Second, Floyd's skills have not eroded. Styles make fights in this sport and the way Maidana fought is a tough style for Floyd to deal with. Not that he can't deal with it however and seemed to come around in the 2nd half of the fight after making some adjustments.

Fighters who age quickly in this sport are those that take punishment and don't take care of themselves outside of the ring. However, a fighter at 37 who has never really taken a tremendous amount of punishment in the ring and took care of himself outside the ring can fight at a typically advanced age for the sport at a high level without their skills eroded. Bernard Hopkins is still doing it and so is Floyd Mayweather. The Maidana fight was not about an erosion of skills but about running into an opponent who fought in such a manner and style that made things more difficult that is usually the case for Floyd.

Radam G says:

Shadow, I think you make a couple excellent points.

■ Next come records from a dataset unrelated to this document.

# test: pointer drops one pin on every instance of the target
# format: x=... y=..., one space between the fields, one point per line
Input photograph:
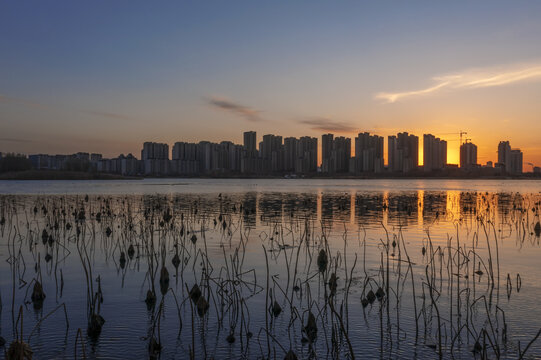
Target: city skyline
x=198 y=74
x=275 y=155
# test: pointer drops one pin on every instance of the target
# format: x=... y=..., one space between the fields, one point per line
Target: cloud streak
x=15 y=140
x=33 y=104
x=235 y=108
x=323 y=124
x=470 y=79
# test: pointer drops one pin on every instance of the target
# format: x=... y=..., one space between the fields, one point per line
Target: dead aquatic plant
x=79 y=338
x=322 y=261
x=18 y=349
x=38 y=296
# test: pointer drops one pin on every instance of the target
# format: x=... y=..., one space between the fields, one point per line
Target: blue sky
x=104 y=76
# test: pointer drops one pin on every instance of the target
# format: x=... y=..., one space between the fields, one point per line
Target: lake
x=271 y=268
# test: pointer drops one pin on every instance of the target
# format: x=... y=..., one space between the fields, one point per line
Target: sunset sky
x=105 y=76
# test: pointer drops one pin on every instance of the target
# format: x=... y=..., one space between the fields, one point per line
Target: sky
x=105 y=76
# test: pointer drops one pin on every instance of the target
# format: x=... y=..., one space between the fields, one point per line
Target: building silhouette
x=403 y=152
x=277 y=156
x=434 y=153
x=368 y=154
x=509 y=160
x=468 y=156
x=326 y=152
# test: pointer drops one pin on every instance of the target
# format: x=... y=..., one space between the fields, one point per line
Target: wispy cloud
x=15 y=140
x=235 y=108
x=109 y=115
x=324 y=124
x=25 y=102
x=34 y=104
x=471 y=79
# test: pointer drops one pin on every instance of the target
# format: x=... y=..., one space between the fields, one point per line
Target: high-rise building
x=340 y=155
x=368 y=154
x=250 y=157
x=403 y=152
x=272 y=153
x=516 y=164
x=250 y=141
x=290 y=153
x=326 y=152
x=155 y=158
x=306 y=155
x=434 y=153
x=468 y=155
x=511 y=160
x=504 y=154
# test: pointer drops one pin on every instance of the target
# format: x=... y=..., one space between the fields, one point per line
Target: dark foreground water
x=316 y=268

Maidana fought Devon Alexander a few years ago and Alexander out boxed Maidana with relative ease. Maidana realized he had to do something to change his career and that something was bring in Robert Garcia. In addition to Garcia adding some subtle boxing skills and a jab to Maidan'a arsenal, he taught Maidana how to cut off the ring. This is apparent in bouts with Josesito Lopez and Adrien Broner prior to the Mayweather fight. It was a different Maidana that fought Alexander and one of the big reasons was he has learned how to cut off the ring.

Second, Floyd's skills have not eroded. Styles make fights in this sport and the way Maidana fought is a tough style for Floyd to deal with. Not that he can't deal with it however and seemed to come around in the 2nd half of the fight after making some adjustments.

Fighters who age quickly in this sport are those that take punishment and don't take care of themselves outside of the ring. However, a fighter at 37 who has never really taken a tremendous amount of punishment in the ring and took care of himself outside the ring can fight at a typically advanced age for the sport at a high level without their skills eroded. Bernard Hopkins is still doing it and so is Floyd Mayweather. The Maidana fight was not about an erosion of skills but about running into an opponent who fought in such a manner and style that made things more difficult that is usually the case for Floyd.


As human being, we erode day by day, hour by hour, second by second. There is no escape from it. No sense in going overboard on Money May or B-Hop.

They have lasted longer because of all the above that you posted, no doubt. But also because of good, selective matching, genius of themselves and a crop of less talented fighters unlike yesteryears when you had murder rows in every weight division.

And scribes and sidekicks sell you on this uniqueness of Money May and B-Hop because of their age. A look into history will show that they are not unique, but a bit special and sneaky smart.

Going back over a 100 years, you will find quite a few fighters still ruling in their late 30$ and 40$. And fought well into their 50$.

The late, great Bob FitzSimmon, to name one, was a multi world champion on into his 40$ when their were just one corrupted sanctioning organizations over a 100 years ago.

A bit of research will show a lot of exaggeration about nowadays fighters, when fighter of long ago routinely fought into their 40$ and 50$.

Human anatomy has not change in umpteen centuries. We just tell ourselves that we have. And sell it to the uneducated and research lazies. Holla!